第35話 宣言

ロスタル塔の事件から数日後、俺はナタリーやミーシャと共に冒険者ギルドにやってきていた。


そしてソフィアやレイチェルと話をしていた。


「レイチェル?もう大丈夫なのか?」


「はい、英雄様、あの時は助けて頂いてありがとうございました。もう体調も戻りました。」


レイチェルは俺の事をいつも英雄様と呼んでいたのだ。


「別にもうそんな堅苦しい言葉を使わなくてもため口でいいぞ。俺もレイチェルって言ってるんだしな。」


するとレイチェルは慌てた様子で俺に言った。


「そんな、英雄様にため口だなんて滅相もありません。英雄様に助けて頂きましたし。私の事は呼び捨てやため口で全然構いません。でも英雄様は英雄様と呼ばせてください。どうかお願いします。」


レイチェルはそう言うと頭を下げたのだった。


レイチェルがそれでいいと言うのなら、まあ仕方ないか。


とはいえみんなに英雄だの様づけされるのはやっぱりまだ慣れないなと思っていた。


「ねえレイチェル?私はあなたを心配してたし、無事に戻ってきてくれたくれた事は嬉しいわ。でもジャン様と結ばれたいとかまさか考えてないよね??ジャン様と結ばれるのは他ならない私だからね??そこはちゃんと理解しておいてよ。」


するとレイチェルはなぜか顔を真っ赤にしてソフィアに言ったのだった。


「英雄様と結ばれたいだなんて、そんな大それた考えはもってません。」


「ならいいけど。」


「ソフィアさん、ジャンの彼女になるのは私ですよ。そこもちゃんと理解しておいてくださいね?」


ソフィアが怖い顔でマリーヌが言った。


「だからマリーヌちゃん?そういう冗談言っちゃダメって言ってるでしょ?ジャン様が困ってしまうでしょ?」


「冗談じゃありませんよ。ソフィアさんこそジャンさんと結ばれるなんて冗談言わないでくださいね?」


「ソフィアさん?マリーヌちゃん?わざわざそんな話しなくていいからね。」


またマリーヌとソフィアとナタリーが火花を散らしているように見えたのだった。


俺にはなぜ三人が火花を散らしているように見えるのかが分からなかった。


すると冒険者数人が慌てて冒険者ギルドの中に駆け込んできたのだった。


「た、大変だ!!」


「どうしたの?あなた達??」


「それが勇者クレシーがこのグリンダムに向けて広域魔導通信を流しているんです。」


「勇者クレシーが広域魔導通信を?」


「ジャン様の名前も出しておりました。」


広域魔導通信というのはたくさんの人間に向けて行う魔導通信の事で普通の魔導通信のように相互で会話をしたりする事はできなかった。
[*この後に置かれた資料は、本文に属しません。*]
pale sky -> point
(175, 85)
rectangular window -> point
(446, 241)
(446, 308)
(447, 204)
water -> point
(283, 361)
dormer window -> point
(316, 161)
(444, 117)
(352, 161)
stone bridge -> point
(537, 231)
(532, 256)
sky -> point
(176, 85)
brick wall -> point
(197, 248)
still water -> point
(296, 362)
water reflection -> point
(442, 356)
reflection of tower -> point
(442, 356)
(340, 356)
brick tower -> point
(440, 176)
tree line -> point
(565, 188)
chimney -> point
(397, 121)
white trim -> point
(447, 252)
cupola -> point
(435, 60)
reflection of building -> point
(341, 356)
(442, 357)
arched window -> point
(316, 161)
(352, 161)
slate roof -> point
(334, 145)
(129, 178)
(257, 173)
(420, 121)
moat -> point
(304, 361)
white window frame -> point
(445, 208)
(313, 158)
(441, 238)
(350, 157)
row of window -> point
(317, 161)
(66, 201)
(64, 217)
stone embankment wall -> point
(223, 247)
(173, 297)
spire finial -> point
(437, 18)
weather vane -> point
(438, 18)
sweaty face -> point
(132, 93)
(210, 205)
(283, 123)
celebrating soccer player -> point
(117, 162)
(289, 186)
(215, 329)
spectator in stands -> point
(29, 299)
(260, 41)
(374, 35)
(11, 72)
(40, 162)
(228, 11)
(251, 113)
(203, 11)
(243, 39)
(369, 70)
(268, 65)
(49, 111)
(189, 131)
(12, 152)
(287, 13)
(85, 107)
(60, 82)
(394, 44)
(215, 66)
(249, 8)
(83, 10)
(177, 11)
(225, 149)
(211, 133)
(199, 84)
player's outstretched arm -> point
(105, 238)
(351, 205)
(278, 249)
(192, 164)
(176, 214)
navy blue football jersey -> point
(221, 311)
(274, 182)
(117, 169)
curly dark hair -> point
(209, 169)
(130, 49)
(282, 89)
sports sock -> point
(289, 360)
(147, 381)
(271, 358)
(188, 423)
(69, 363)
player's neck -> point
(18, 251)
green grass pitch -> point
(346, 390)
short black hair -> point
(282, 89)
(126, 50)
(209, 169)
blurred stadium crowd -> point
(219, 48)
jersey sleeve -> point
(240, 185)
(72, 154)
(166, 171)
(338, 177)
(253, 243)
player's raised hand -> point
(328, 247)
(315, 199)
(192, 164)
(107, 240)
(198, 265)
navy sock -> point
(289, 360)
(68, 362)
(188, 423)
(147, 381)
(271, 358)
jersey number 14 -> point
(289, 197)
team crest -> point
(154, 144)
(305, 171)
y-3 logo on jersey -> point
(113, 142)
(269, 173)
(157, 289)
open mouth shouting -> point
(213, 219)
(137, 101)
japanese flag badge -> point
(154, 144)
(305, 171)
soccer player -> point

その魔導通信をクレシーがしていると聞いて、俺はどんな通信をしているのか気になった。


「ミーシャ??そのクレシーの野郎が流してる魔導通信をこっちに表示できるか?」


「うん、問題ないよ。ちょっと待ってて。」


ミーシャはドラゴンスキルを使って魔導通信を表示する準備を始めた。


そして準備が終わるとすぐに表示されたのだった。


冒険者ギルドの中にクレシーの声が響き渡ったのだった。


「聞こえているか?ジャン・リヒター??それに味方している愚か者共??大勇者クレシー様である!!いいか俺は触れを出したはずだ。竜にまたがるだけの無能は何の役にも立たない無能だとな。つまりジャン・リヒターはとんでもない無能だという事だ。よく覚えておけ!!マグレでラズバーを倒せただけだ。こんな事はもう2度と起こらない!!」



クレシーの声が響き渡った。


「ジャジャーン!!そしてお前達にいい知らせがある!!実は3日後にこの大勇者クレシー様が直々にグリンダムの浄化を行う事にした。すなわちグリンダムに攻め込んでジャン・リヒターそして味方した冒険者や市民に至るまで皆殺しにしてやるのだ!!一人残らず皆殺しだ!!ジャン・リヒターはあろう事かこの大勇者クレシー様を何度もコケにしやがった!!もう貴様らを許す事はできないのだ!!どうだ嬉しいだろう??なにせこの大勇者クレシー様に直々に殺してもらえるだからな!!はっはっは!!」


冒険者ギルドの中にクレシーの声が響き渡った。


「全く、さっさと35号の策によって死んでいれば楽に死ねたものをな。もう楽には殺してやらん!!ジャン・リヒターなんぞに味方した奴らは一人づつなぶり殺しにしてやる!!話は以上だ。それでは3日後を怯えながら待つがいい!!あっはっはっは!!いい気味だジャン・リヒター!!!」


そしてクレシーの魔導通信が終わったのだった。